Quote from ssrrkk:
I don't know, my experience with MM / microstructure is that markets can trend during the day which means you could have a whole day where the price has momentum pretty much in one direction -- and whatever price action rules you came up with will very likely bias your trades in one direction or the other. It would be too much of a coincidence if you were close to 50/50 day after day after day when the markets can go up 1-3% one day, and go down 1-3% another day... And in those types of trend days, I would expect your PL to fluctuate wildly. Still doesn't sound quite right. What's strange is your PL only fluctuates to the positive side...
Now I can guess that you will argue that at the micro scale it all balances out, but that is not really the case. Often you will see a series of large orders that take out one side of the quote repeatedly for several minutes. This kind of thing happens all the time. And there is really no way to anticipate marketable order flow like that: the reason the price jumps at those high volume bars is precisely because there were not enough orders on the book to keep the price stable so you can't really say the order book anticipates all of those price moves.
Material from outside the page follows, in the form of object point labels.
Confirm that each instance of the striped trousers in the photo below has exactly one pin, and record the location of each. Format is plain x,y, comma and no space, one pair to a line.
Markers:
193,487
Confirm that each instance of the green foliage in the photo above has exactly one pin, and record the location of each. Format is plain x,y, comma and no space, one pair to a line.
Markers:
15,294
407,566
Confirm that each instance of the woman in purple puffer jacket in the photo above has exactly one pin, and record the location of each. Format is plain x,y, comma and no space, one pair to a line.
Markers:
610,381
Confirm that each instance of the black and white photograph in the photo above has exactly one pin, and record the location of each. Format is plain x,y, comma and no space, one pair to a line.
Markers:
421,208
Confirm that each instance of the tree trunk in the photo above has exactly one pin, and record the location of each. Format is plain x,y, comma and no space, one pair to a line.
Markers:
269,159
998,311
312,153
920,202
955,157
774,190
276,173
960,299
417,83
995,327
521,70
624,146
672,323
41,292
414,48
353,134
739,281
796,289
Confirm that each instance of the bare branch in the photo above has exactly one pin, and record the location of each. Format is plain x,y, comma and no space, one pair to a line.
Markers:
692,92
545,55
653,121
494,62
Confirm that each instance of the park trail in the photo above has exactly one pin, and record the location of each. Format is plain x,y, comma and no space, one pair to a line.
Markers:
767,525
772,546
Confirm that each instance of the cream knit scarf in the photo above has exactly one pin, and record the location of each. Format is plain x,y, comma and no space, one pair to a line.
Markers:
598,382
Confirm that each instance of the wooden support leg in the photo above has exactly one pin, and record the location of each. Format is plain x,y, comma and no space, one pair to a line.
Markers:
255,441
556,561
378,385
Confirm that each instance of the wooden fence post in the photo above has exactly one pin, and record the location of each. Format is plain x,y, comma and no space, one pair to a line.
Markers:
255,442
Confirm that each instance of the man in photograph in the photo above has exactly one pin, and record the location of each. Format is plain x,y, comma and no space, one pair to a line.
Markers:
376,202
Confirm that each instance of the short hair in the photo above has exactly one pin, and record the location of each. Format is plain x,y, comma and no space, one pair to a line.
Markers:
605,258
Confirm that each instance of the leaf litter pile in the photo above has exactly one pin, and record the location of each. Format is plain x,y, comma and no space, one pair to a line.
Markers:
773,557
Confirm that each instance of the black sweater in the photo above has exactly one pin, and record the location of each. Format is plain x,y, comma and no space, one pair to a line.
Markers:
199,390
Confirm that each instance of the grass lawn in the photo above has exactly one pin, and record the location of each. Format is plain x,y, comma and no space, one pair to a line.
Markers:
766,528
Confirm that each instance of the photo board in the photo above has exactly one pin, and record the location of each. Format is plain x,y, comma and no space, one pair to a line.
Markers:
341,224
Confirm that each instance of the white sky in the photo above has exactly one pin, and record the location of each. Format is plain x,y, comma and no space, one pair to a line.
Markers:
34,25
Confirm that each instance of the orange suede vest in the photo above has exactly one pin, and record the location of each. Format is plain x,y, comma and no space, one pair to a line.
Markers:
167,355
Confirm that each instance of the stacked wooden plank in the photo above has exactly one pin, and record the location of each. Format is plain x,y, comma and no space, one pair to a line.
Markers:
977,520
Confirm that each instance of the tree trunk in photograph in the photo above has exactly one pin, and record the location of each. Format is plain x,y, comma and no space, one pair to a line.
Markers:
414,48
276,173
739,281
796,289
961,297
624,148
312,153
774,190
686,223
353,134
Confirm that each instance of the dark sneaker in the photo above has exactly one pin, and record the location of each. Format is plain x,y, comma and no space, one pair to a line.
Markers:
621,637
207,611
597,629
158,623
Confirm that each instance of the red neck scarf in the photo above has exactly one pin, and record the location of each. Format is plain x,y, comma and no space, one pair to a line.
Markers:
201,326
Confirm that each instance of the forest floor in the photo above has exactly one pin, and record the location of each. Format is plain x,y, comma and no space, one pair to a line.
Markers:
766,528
Now when I asked about the length of a trade, of course, I wasn't asking whether you imposed a time limit -- I was asking what the round-trip trade duration ended up to be with the limit orders. This will have huge consequences because if the trend negates the supposed spread you are earning, then your PL will suffer. Even if it averages out, it might take days or weeks, and your PL volatility will be huge, and your sharpe will take a big hit.
It still seems bizarre that you would give up this money making machine without even bothering to find out your own trading stats (win %, average winning trade, sharpe, etc) which I would think anyone would be curious if they wanted to fix their algo... Also, why not also think about hedging?